The symptoms of Cholestasis include dark urine and jaundice caused by excessive bilirubin in the urine and skin. The stool can be pale because of bilirubin deficiency in the intestine and contain excessive fat (steatorrhea), because bile is not avaliable in the person’s intestine to help digest dietary fats. The bile deficiency in the intestine also meaning that vitamin D and calcium are not absorbed properly. In people with Cholestasis, the deficiency of such nutrients may result in bone loss, which may cause fractures and bone pain. Substance needed for blood clotting is also improperly absorbed, producing a tendencies to bleed easily. Bile production retention in the circulation can result in itching-with severe scratching and skin damage.

Prolonged jaundice from Cholestasis creates fatty yellow deposits in the person’s skin and muddy skin color. Cholestasis’ underlying causes show whether an individual has other symptoms, such as fever, abdominal pain, or appetite loss. To find out whether the causeĀ  is inside the liver, a physician asks patient about currently used drugs, symptoms of hepatitis, and alcohol abuse that may result in Cholestasis.

Ascites (abdominal cavity fluid), enlarged spleen and spider-like, small blood vessels seen on the skin are signs of the diseased liver cells. If causes are outside the liver, an individual can experience enlarged gallbladder, pancreas or biliary tract pain, and chills. In people with Cholestasis, the enzyme blood levels (enzyme called alkaline phospatase) are extremely high. Blood tests which measure bilirubin levels show severity of Cholestasis. A CT (computed tomography), ultrasound, or both are always performed if blood tests results appear to be abnormal. Such procedures help the physician to differ liver disease from bile ducts blockage. If the cause is found in the liver, liver biopsy can be obtained to confirm diagnosis of Cholestasis. If the cause is the bile duct blockage, an endoscopic procedure is frequently done to confirm the blockage nature.

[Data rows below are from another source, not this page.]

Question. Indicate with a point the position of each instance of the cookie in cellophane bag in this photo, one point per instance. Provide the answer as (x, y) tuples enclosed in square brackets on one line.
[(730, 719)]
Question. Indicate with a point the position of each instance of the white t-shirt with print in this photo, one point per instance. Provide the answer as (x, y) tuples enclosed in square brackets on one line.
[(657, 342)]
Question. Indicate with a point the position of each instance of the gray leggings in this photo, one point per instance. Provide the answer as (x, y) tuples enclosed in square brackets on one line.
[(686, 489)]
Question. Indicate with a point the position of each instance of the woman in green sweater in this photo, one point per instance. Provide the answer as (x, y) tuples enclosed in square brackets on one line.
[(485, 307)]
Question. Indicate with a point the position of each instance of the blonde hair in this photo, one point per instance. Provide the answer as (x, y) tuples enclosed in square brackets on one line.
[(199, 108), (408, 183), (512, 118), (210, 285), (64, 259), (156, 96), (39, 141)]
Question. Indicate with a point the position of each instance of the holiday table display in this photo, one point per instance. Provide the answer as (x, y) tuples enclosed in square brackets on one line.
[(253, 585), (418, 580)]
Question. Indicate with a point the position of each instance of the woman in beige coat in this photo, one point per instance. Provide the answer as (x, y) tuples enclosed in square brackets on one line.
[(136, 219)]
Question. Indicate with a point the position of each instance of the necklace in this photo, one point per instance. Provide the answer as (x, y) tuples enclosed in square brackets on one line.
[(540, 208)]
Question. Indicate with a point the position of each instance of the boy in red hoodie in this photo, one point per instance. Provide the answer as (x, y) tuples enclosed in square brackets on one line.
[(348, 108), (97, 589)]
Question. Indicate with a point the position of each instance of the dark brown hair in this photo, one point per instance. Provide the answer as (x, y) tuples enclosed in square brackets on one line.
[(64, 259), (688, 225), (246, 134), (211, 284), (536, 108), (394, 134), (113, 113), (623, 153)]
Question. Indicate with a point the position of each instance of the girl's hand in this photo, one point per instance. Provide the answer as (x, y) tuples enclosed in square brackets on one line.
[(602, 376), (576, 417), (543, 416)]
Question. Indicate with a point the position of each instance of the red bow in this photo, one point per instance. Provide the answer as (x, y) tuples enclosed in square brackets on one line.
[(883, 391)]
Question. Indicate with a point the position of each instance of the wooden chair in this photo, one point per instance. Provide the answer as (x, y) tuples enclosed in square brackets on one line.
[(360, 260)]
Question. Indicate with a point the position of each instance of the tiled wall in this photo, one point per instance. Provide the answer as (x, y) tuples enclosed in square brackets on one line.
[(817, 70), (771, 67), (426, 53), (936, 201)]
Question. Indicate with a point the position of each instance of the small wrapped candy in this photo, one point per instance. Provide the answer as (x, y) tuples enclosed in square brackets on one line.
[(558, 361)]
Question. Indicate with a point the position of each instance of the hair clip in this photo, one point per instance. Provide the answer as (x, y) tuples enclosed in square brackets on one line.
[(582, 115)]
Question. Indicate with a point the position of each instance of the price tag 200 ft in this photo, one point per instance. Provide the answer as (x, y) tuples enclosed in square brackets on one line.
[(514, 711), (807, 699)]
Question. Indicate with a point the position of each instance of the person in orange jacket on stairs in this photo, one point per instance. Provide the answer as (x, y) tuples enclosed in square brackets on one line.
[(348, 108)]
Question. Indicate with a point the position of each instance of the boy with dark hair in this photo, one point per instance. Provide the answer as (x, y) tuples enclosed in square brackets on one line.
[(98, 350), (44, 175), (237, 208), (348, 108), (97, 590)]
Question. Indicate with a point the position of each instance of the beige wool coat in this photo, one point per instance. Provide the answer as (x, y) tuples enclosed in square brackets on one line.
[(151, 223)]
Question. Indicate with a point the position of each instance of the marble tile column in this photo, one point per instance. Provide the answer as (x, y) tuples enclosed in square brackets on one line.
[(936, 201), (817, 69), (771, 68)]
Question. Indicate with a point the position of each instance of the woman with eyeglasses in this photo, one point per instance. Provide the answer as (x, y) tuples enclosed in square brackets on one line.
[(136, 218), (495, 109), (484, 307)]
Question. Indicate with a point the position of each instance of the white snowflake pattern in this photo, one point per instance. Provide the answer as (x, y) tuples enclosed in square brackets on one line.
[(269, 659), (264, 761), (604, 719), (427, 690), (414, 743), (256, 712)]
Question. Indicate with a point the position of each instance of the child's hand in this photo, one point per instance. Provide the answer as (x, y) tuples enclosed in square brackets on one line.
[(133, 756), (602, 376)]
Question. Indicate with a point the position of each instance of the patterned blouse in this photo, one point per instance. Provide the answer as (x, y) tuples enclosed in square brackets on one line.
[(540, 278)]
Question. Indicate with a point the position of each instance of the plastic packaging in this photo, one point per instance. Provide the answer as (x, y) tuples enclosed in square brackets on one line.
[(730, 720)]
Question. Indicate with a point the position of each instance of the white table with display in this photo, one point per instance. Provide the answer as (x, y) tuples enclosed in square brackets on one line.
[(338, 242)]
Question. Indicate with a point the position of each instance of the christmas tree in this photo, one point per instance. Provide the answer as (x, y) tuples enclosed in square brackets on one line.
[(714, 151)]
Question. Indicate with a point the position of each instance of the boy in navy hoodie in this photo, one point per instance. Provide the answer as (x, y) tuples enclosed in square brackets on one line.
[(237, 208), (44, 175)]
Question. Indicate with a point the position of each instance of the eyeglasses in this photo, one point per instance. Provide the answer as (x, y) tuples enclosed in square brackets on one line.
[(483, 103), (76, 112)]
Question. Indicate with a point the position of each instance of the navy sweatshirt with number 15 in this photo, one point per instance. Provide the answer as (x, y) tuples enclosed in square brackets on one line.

The blockage outside the person’s liver may generally be treated with therapeutic endoscopy or surgery. A blockage found inside the liver can be treated in different ways basing on the causes. If Cholestasis is caused by drugs, the individual must stop using them. If blockage inside the liver is caused by hepatitis, then the jaundice and Cholestasis commonly disappear when the hepatitis been treated. The prescription drug Cholestyramine (which is used orally), may treat itchiness. Depending on severity of disease, using vitamin K may improve blood clotting. Additionally, Vitamin D and Calcium supplements are frequently used if Cholestasis persists. If excessive fat is excreted in the stool, the individual may be required to take supplements consisting of Triglyceride.